Senin 18-Nov-2024 20:16 WIB
Foto : tribunnews
Brominemedia.com – Mahkamah Konstitusi (MK) telah mengabulkan gugatan terhadap Undang-Undang (UU) Pilkada, yang mengatur sanksi bagi anggota TNI dan Polri yang terlibat dalam politik praktis.
Ketua Bawaslu RI, Rahmat Bagja, menyatakan bahwa pihaknya akan segera mengkaji putusan MK ini secara mendalam.
Hasil kajian tersebut akan menjadi dasar bagi Bawaslu dalam menyusun langkah-langkah strategis untuk memperkuat pengawasan terhadap netralitas TNI-Polri dalam pelaksanaan Pilkada mendatang.
“Nanti kita lihat, nanti kita lihat putusan pilkada putusan MK-nya ya oke,” ujar Bagja kepada wartawan dalam acara Deklarasi Kampanye Pilkada Damai di Gedung Bawaslu RI, Minggu (17/11/2024).

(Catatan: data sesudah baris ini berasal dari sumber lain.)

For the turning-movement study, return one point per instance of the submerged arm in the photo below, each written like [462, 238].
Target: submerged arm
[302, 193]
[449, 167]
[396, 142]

Bagja menambahkan, Bawaslu telah mengirimkan surat kepada institusi TNI dan Polri untuk mendiskusikan putusan MK tersebut. “Lagi kirim surat sudah kirim surat ke TNI dan Polri,” jelasnya.
Sebelumnya, MK mengabulkan permohonan nomor 136/PUU-XXII/2024 yang meminta penambahan frasa "TNI/Polri" dan "pejabat daerah" dalam Pasal 188 UU Pilkada Nomor 1 Tahun 2015.
Dengan adanya putusan ini, anggota TNI-Polri yang terlibat dalam praktik politik yang menguntungkan salah satu pasangan calon kepala daerah dapat dikenakan sanksi pidana.
"Mengabulkan permohonan pemohon untuk seluruhnya," kata Ketua MK, Suhartoyo, dalam persidangan pada Kamis (14/11/2024).
Pasal 188 UU 1/2015 itu mengatur sanksi untuk pejabat negara, pejabat aparatur sipil negara, dan kepala desa, atau sebutan lain/lurah yang sengaja melanggar ketentuan Pasal 71 bisa dikenakan pidana penjara dan denda.
Sebelum dikabulkan, Pasal 188 UU 1/2015 belum memiliki frasa yang menyebut "TNI/Polri" dan "pejabat daerah" yang bisa dikenakan pidana jika membuat kebijakan yang menguntungkan pasangan calon tertentu seperti yang dijelaskan pada Pasal 71.
UU itu hanya memuat obyek pejabat negara, pejabat aparatur sipil negara, dan kepala desa atau sebutan lain/Lurah.
Dengan adanya putusan MK, ada tambahan obyek "pejabat daerah" dan "TNI/Polri" yang bisa dikenakan sanksi pidana paling singkat 1 bulan atau paling lama 6 bulan dan atau denda paling sedikit Rp 600.000 atau paling banyak Rp 6 juta.
MK kemudian menyatakan, ketentuan Pasal 188 UU Nomor 1 Tahun 2015 tentang Pilkada tidak berkekuatan hukum mengikat sepanjang tidak dimaknai sebagai berikut.
"Setiap pejabat negara, pejabat daerah, pejabat aparatur sipil negara, anggota TNI-Polri, dan kepala desa atau sebutan lain/lurah yang dengan sengaja melanggar ketentuan sebagaimana dimaksud dalam Pasal 71, dipidana dengan pidana penjara paling singkat 1 bulan atau paling lama 6 bulan, dan/atau denda paling sedikit Rp 600.000 atau paling banyak Rp 6 juta," kata Suhartoyo.